BY: D. AVENDSORA
Day 1: depart Jakarta. Drive 3-4 hours depending on traffic to Banten province. Arrive Villa Joglo Sambolo in Sambolo district of Cerita. Spend the afternoon at Villa. The backyard is flat and grassy, so bring frisbee or yard games like badminton or bocce ball. Or spend the afternoon on the back porch, hammock, or lounge chairs, sipping endless free coconuts while watching the ocean waves come in. Or perhaps you'll want to enjoy the swing while watching the sunset over the ocean.
Day 2: get up very early and take a boat to Anak Krakatoa at first light. Hike Krakatoa. Bring along breakfast or snack to eat atop the active volcano, watching the crater billow smoke. Easy hike up is the sand path. The beautiful but rugged path leads through eroded "canyons" of volcanic sandstone, which is suitable for physically fit, adventurous types (you may need to scramble over ridge tops or hoist yourself up a level of crumbly sandstone. Volcanic rock is sharp). Option: Snorkel the reef near Krakatoa. It's a small, average reef that was impacted by the December 2018 eruption. Return to Villa.
Day 3: Drive to the trailhead of the hike to Putri Cerita waterfall. The Villa caretaker can arrange guides (Rp 250k per guide + Rp 20k for park entrance fee per pax). Hike 2.5 km up hilly path with some flat areas. The path is composed of dirt (muddy if recent rain) and rocks. There are a few areas with steep drop-offs, though the steepest have guard rails. At a few points, you may need to cross rivulets of water that go over the trail. At about 2.5 km, there are huts for resting, rustic squat toilets, and warungs. The warungs were closed when we went be we heard they are open on weekends when it is busy. When we didn't see any other hikers on Friday, the guides will provide life jackets at this point.

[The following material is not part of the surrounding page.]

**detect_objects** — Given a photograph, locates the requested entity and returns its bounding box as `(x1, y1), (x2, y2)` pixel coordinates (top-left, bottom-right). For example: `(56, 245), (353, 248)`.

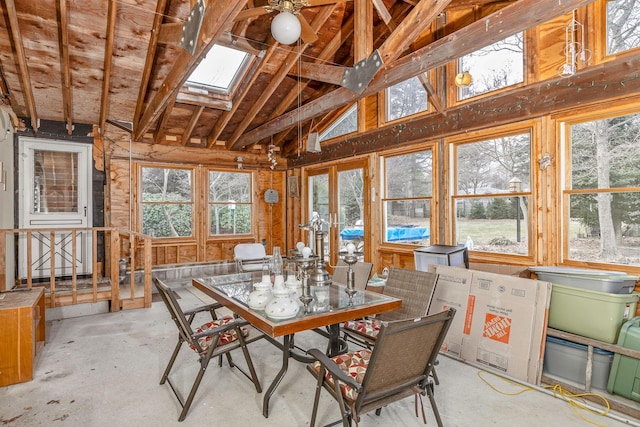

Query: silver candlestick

Make sure to choose a life jacket that fits snugly and properly closes as an ill-fitting life jacket will make ascending the waterfall more challenging. Change from your trail shoes to water shoes or Tevas and begin hiking in a stream bed. As you hike, the canyon walls will become narrower until you are in a slot canyon. Hike in the stream for about 100 meters until you reach a 1-meter tall waterfall. Optional to remove your shoes and any packs you may have as you will begin swimming at this point. You may want to leave on your water shoes or Tevas if they have good traction. To get up the waterfall, you will need to grasp a rope and pull yourself swimming through the water against the strong current. You will scramble up the stones of the waterfall with the guides helping to pull you up. Expect to get a face full of water by the effort is worth it as above the waterfall, you'll be swimming in a very narrow, winding canyon with beautiful swirling orange-colored walls until you reach a waterfall. Spend some time letting the current float you down the canyon, then use the rope to leisurely pull yourself to the waterfall to do it again. When you're ready, return the way you came and jump off the 1-meter tall waterfall into the pool below. Pick up your gear and hike back to the huts. Rest a bit, then hike the 2.5 km trail back to the trailhead. (Allow 3-4 hours for round trip). Option to take motorcycles to reduce some of the hiking. Hike recommended for teenagers and older; should be physically fit with an adventurous spirit. Afternoon relaxing at Villa.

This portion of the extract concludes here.